Question

An aeroplane is flying horizontally at a height of 3150 m above a horizontal plane ground. At a particular instant, it passes another plane vertically below it. At this instant, the angles of elevation of the planes from a point on the ground are ${30^0}$ and ${60^0}$. Hence, the distance between the two planes at that instant is
A. 1050 m
B. 2100 m
C. 4200 m
D. 5250 m

Answer 1

Hint: Start with drawing a figure from the given information in the question, once the diagram is drawn you can apply trigonometric ratios in two triangles formed to get the required distances that is find the height of the second plane and subtract that from the height of the first plane.

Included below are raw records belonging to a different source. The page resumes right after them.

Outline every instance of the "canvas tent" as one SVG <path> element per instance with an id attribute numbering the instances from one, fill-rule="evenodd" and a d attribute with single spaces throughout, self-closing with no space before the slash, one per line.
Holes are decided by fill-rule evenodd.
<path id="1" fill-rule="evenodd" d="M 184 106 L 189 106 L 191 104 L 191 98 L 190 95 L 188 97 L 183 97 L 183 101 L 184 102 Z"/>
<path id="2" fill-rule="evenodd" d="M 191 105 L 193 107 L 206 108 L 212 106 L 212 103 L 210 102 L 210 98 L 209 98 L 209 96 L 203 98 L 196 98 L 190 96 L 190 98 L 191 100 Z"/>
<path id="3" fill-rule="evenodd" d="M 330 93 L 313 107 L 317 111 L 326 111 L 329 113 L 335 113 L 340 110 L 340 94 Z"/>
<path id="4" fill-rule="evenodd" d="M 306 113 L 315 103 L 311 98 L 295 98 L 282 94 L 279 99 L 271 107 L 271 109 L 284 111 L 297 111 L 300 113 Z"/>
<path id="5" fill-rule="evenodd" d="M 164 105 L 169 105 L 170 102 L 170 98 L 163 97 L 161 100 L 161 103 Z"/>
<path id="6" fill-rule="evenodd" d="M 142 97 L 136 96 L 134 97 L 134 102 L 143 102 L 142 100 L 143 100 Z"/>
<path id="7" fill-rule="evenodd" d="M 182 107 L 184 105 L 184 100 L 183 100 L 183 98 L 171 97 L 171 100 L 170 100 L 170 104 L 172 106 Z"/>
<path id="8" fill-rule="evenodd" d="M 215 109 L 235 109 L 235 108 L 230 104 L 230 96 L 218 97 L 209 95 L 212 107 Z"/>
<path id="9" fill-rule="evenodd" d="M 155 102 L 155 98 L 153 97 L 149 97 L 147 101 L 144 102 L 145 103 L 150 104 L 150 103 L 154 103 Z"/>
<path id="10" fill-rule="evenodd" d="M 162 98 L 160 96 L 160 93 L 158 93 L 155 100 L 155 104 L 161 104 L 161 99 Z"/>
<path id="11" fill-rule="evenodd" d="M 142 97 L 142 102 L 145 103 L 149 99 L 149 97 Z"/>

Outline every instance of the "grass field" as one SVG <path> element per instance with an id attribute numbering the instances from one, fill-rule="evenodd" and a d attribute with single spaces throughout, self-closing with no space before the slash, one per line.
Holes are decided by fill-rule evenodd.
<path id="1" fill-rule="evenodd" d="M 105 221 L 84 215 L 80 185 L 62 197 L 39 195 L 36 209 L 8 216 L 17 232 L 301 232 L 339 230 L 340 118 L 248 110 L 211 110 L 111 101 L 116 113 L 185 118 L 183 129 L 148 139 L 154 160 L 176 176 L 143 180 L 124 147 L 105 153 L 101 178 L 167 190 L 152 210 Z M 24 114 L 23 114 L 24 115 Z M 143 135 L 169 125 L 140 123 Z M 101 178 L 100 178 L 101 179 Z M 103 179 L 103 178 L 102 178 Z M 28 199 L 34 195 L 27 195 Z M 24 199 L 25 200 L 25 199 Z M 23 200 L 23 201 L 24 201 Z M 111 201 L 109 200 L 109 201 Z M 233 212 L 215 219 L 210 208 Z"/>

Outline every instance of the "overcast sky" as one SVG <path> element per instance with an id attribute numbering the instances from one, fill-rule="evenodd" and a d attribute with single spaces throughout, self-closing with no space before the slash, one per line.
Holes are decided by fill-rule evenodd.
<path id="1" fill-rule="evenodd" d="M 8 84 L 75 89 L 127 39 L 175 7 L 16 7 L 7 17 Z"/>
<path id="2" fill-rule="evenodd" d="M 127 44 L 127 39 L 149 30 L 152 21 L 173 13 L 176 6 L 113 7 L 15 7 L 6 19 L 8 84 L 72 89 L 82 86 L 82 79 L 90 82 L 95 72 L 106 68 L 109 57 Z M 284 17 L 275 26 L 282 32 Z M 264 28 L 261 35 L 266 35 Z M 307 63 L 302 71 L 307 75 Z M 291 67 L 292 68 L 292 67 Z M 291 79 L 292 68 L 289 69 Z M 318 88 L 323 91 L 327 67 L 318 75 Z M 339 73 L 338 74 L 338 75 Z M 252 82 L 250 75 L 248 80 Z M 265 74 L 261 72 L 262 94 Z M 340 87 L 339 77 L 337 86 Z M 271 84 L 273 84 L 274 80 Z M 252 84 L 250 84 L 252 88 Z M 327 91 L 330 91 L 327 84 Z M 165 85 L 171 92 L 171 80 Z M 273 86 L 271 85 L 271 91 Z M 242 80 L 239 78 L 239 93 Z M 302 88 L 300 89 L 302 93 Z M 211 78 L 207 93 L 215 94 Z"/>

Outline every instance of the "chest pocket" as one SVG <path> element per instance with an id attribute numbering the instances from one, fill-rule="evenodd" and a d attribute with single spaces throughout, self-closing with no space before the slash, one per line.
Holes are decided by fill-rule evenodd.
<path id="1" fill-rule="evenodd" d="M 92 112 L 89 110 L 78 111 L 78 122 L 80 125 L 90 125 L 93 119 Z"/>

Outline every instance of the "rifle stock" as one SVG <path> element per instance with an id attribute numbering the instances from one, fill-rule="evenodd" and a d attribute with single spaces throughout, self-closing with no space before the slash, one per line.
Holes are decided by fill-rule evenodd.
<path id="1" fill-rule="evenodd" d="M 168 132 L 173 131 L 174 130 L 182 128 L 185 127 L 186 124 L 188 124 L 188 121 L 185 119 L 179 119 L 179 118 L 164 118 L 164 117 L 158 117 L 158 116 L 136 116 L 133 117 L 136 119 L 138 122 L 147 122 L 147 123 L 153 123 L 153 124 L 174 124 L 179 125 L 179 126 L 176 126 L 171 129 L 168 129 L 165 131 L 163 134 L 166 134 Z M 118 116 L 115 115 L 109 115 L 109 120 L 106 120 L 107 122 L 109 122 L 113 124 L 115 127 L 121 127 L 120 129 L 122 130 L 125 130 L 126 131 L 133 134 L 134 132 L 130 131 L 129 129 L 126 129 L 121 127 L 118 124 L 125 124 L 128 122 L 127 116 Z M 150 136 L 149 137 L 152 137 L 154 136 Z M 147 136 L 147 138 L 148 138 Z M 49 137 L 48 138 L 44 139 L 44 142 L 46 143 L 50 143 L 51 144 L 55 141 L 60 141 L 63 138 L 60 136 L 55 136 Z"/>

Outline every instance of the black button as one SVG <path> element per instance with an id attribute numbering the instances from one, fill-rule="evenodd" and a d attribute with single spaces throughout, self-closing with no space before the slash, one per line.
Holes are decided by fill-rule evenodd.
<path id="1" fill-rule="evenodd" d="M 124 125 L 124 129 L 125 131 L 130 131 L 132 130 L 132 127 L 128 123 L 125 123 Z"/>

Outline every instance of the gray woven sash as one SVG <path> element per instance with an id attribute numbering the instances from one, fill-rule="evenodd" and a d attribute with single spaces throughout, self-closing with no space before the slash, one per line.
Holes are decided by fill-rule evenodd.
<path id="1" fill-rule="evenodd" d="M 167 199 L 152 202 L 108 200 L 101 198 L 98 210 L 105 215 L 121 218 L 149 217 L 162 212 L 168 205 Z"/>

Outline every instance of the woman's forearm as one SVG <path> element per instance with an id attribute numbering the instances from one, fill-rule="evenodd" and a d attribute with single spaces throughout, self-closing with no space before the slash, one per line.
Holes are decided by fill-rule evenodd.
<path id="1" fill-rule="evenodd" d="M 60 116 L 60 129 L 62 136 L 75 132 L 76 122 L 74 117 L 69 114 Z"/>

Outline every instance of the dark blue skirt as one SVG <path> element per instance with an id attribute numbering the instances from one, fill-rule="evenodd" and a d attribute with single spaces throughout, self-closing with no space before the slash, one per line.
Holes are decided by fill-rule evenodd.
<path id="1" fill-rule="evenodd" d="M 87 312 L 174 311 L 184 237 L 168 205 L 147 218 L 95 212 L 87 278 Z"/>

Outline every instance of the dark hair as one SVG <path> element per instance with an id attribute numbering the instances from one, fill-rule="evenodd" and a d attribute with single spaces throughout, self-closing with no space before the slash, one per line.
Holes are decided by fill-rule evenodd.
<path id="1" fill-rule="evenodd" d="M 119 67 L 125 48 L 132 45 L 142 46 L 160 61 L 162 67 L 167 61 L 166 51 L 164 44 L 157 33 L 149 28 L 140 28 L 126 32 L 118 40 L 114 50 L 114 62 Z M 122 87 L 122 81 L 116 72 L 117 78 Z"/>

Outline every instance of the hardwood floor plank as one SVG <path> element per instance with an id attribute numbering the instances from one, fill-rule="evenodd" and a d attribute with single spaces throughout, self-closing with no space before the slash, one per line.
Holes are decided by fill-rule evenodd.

Complete step-by-step answer:

Now, in the figure, AB = 3150 m. At, B there is another plane. Let the distance between two planes be x. So, AD = x m. So, BD = 3150 – x m. Now, we will use tan x and value of tan x at ${30^0}$ and ${60^0}$.
Now, in triangle ABC,
\[\tan {\text{ 6}}{{\text{0}}^0}{\text{ = }}\dfrac{{{\text{AB}}}}{{{\text{BC}}}}\]
Now, we know that \[\tan {\text{ 6}}{{\text{0}}^0}{\text{ = }}\sqrt 3 \]. So,
\[\sqrt 3 {\text{ = }}\dfrac{{3150}}{{{\text{BC}}}}\]
Therefore, BC = $\dfrac{{3150}}{{\sqrt 3 }}$ m … (1)
Now, in triangle BCD,
$\tan {\text{ 3}}{{\text{0}}^0}{\text{ = }}\dfrac{{{\text{BD}}}}{{{\text{BC}}}}$
As, $\tan {\text{ 3}}{{\text{0}}^0}{\text{ = }}\dfrac{1}{{\sqrt 3 }}$
So, $\dfrac{1}{{\sqrt 3 }}{\text{ = }}\dfrac{{3150{\text{ - x}}}}{{{\text{BC}}}}$
Therefore, BC = $\sqrt 3 (3150{\text{ - x)}}$ m
Now, from equation (1) comparing value of BC, we get
$\dfrac{{3150}}{{\sqrt 3 }}{\text{ = }}\sqrt 3 (3150{\text{ - x)}}$
Solving the above equation, we get
3150 = 3(3150 – x)
3150 = 9450 – 3x
3x = 6300
x = 2100 m
So, the distance between two planes = x m = 2100 m
So, option (B) is correct.

Note: When we come up with such types of questions, the easiest way to solve the question is by using trigonometric ratios and their values at few angles. We have to follow a few steps to solve the given problem. We will first let the value be x and then we will apply trigonometric ratios in each triangle to find the value of x. Figure plays a very important role in solving such problems, so it is necessary to draw a figure to get a correct answer.